The budget also permanently reintroduces loss carry-back for companies with turnover up to $1 billion, allowing eligible companies to offset a current-year tax loss against tax paid in the prior two income years, starting from 2026-27. Loss refundability will also be introduced for start-ups in their first two years of operation from 2028-29.
On the deregulation side, the government is reducing financial sector compliance costs by $780 million a year through a package of legislative reforms, including increasing company reporting thresholds and modernising financial system frameworks.
For companies with foreign shareholders or those involved in cross-border M&A, the foreign investment regime will be further strengthened.
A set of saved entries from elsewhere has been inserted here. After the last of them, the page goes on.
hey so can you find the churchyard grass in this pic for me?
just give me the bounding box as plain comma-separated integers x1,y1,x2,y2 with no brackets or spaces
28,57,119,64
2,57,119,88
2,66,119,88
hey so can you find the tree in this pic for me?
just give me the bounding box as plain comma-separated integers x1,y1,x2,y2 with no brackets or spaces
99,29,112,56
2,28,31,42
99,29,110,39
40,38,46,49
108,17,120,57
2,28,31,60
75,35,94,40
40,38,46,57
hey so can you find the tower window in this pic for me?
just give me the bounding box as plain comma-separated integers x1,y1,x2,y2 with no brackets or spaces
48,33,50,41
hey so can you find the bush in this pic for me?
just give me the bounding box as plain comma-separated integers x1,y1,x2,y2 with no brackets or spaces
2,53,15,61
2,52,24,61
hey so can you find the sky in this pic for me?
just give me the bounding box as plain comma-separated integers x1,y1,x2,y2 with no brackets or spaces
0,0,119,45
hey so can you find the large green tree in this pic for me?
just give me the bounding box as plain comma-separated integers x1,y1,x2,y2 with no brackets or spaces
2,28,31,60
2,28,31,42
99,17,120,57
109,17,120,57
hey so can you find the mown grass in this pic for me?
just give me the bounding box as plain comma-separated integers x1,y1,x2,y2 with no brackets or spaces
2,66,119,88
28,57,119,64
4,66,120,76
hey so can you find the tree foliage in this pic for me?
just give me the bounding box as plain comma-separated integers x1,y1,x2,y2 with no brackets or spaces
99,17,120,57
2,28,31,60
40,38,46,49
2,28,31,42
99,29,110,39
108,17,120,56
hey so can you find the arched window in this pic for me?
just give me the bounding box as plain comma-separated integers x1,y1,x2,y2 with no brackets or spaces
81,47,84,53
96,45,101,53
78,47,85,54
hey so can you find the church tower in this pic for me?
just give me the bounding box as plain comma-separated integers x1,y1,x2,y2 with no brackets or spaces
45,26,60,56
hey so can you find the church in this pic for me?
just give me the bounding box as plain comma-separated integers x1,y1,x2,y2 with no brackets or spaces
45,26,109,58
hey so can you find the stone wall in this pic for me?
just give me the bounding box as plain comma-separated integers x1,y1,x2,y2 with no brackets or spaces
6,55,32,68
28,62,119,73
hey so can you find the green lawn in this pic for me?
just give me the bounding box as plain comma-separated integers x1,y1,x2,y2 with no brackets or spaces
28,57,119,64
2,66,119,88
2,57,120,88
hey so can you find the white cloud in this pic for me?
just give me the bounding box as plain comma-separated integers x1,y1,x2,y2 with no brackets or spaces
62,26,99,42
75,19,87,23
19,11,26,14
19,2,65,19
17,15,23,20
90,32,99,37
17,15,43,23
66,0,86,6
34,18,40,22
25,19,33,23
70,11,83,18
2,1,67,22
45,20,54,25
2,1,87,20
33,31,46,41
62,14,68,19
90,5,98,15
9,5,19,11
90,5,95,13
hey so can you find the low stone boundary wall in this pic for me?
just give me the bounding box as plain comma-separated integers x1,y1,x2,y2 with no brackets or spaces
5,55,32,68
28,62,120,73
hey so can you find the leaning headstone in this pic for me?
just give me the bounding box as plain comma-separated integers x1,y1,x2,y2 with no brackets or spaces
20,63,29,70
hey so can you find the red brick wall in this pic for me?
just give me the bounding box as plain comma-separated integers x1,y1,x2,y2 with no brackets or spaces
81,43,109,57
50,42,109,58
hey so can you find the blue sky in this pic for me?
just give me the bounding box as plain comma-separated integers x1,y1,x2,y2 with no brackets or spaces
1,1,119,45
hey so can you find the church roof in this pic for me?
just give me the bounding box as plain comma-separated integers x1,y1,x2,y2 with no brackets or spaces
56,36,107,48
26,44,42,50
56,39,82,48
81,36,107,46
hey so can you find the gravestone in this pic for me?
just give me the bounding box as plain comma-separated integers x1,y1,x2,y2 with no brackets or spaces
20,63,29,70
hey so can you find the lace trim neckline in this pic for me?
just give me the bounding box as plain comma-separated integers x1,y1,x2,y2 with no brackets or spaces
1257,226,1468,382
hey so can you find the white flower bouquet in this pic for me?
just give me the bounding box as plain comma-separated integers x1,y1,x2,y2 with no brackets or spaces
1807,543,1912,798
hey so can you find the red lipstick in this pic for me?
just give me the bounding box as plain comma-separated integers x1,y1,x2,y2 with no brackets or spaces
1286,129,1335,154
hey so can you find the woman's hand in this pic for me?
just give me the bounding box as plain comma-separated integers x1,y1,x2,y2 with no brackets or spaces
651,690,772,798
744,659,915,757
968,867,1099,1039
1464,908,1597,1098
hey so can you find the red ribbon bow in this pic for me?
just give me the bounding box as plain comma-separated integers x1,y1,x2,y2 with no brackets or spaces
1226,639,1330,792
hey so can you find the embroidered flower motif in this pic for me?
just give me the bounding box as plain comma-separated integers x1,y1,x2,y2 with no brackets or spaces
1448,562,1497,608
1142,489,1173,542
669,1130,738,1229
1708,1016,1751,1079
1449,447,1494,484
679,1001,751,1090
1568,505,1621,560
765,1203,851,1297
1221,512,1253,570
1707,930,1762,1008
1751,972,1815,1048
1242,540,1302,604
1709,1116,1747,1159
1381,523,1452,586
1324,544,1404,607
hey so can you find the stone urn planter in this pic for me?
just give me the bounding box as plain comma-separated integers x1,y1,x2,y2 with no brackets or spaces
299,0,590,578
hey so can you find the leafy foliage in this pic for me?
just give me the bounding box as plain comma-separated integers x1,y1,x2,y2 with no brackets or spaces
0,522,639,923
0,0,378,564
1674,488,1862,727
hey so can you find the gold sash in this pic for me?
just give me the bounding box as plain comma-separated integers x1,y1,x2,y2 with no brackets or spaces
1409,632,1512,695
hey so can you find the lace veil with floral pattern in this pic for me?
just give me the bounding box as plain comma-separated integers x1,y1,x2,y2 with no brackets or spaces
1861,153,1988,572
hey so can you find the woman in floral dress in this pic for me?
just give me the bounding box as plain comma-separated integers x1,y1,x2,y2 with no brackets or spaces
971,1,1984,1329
The government has announced a new performance target to decide all low‑risk applications within 30 days from 1 January 2027. It has also announced the removal of ineffective conditions on existing approvals, along with further reforms to foreign investment laws and the Register of Foreign Ownership of Australian Assets. Directors should keep in mind that these changes may affect transaction timetables and structuring for any deal with foreign counterparties and boards should review compliance positions.
These changes land against the Reserve Bank of Australia's third consecutive cash rate increase, to 4.35% on 5 May 2026 (as discussed in a previous edition of Boardroom Brief). They also coincide with a fiscal outlook that projects surpluses over the next four years with cumulative deficits of approximately $150 billion, as the Middle East conflict continues to weigh on growth and inflation. Treasury has also modelled a more severe scenario in which oil prices reach USD200 per barrel and inflation peaks above 7%. Directors should factor this fiscal and geopolitical uncertainty into capital allocation, gearing and risk management settings.